La “pratica politica del processo penale” che sottende la costituzione di parte civile delle associazioni femministe non è nuova al movimento delle donne, e nasce nella seconda metà degli anni settanta facendo cassa di risonanza al delitto del Circeo, dove gli aggressori stuprano e uccidono Rosaria Lopez e stuprano Donatella Colasanti.

In questa prima fase il movimento femminista elabora una costruzione concettuale del problema della violenza contro le donne puntando sul significato simbolico della legge penale, attuando la “pratica politica del processo penale” al fine di raggiungere alcuni obiettivi tra i quali il passaggio dello stupro da evento privato a fatto politico, la messa in discussione della cultura dominante sia sociale che giuridica che trasforma le donne da parti offese a imputate in virtù della conservazione di stereotipi sociali oppressivi e inaccettabili.

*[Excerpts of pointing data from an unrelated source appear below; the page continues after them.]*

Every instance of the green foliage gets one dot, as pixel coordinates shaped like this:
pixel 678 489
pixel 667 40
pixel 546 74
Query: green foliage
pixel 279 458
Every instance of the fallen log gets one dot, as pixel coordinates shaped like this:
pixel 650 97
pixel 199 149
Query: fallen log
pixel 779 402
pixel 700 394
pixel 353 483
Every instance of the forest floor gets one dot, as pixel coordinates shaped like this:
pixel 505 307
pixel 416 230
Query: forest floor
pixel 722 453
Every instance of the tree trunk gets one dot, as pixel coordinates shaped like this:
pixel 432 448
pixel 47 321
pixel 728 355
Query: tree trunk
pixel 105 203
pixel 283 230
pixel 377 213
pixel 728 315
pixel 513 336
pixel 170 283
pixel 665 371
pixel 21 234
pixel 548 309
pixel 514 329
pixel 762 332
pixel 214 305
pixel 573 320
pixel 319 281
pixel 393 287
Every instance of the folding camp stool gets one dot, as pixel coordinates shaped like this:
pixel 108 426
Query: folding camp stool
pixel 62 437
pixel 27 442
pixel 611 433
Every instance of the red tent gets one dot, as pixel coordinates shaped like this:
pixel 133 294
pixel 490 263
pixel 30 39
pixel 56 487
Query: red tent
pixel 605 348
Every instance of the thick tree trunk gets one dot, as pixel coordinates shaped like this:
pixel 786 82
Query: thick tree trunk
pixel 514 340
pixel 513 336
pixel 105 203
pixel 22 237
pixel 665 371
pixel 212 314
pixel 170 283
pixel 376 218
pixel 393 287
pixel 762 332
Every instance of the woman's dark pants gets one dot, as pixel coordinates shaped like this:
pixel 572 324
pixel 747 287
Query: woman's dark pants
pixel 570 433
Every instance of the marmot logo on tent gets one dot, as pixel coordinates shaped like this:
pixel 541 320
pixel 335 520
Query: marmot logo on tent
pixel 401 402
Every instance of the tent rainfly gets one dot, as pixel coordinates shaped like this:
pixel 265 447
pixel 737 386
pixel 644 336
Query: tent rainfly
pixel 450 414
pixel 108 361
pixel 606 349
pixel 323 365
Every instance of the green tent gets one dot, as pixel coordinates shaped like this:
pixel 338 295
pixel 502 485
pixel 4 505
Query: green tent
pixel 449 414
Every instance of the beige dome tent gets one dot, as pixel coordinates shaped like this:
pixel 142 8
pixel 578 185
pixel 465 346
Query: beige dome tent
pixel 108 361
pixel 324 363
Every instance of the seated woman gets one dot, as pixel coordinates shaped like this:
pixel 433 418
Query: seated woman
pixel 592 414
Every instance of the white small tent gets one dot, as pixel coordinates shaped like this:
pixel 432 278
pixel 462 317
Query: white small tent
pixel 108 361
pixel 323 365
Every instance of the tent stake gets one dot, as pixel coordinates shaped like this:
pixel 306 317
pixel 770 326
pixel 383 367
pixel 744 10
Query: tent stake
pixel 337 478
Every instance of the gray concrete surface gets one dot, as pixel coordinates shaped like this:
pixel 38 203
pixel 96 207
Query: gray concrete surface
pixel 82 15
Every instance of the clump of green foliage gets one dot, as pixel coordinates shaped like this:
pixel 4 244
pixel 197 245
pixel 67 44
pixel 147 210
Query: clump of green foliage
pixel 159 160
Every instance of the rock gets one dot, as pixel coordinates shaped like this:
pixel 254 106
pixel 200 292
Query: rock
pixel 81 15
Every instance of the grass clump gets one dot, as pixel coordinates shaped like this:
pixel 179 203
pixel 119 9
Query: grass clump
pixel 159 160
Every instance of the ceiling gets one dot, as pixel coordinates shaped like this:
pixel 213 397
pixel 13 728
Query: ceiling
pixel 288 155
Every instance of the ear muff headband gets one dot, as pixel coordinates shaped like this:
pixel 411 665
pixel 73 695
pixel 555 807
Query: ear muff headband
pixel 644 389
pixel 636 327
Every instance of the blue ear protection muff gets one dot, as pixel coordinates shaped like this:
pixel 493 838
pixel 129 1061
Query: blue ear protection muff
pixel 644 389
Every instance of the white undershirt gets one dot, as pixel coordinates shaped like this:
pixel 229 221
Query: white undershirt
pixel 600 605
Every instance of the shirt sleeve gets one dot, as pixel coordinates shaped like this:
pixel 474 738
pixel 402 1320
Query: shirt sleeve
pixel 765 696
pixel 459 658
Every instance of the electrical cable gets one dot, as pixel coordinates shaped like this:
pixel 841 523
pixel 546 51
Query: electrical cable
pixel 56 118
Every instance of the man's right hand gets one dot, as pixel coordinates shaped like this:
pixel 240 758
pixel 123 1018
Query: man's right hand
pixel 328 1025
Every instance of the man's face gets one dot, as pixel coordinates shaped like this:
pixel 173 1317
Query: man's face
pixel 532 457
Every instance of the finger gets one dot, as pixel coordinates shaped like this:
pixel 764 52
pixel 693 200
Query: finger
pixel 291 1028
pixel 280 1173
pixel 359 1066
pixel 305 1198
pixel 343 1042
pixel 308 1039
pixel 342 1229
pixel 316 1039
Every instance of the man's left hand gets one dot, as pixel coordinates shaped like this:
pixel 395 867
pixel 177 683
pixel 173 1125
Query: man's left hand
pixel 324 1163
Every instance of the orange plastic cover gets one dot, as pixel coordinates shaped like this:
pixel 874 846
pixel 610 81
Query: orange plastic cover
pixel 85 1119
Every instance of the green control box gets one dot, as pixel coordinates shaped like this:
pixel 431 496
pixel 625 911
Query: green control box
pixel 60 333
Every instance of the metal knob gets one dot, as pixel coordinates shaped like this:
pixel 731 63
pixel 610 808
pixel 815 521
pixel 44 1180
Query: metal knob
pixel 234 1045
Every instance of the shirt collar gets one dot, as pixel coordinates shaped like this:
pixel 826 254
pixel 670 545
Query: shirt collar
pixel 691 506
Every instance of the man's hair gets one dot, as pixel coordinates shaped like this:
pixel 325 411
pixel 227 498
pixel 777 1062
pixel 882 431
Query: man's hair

Questo primo percorso fu senz’altro responsabile di importanti evoluzioni, quali il lungo dibattito politico, il passaggio del delitto di stupro dal titolo contro la morale familiare al titolo dei delitti contro la persona e l’approvazione della legge sulla violenza sessuale nel 1996. In ogni caso questa pratica fu prodromica a questioni e dibattiti importanti ed essenziali, tra i quali il problema della rappresentanza delle donne nei luoghi dove si decide.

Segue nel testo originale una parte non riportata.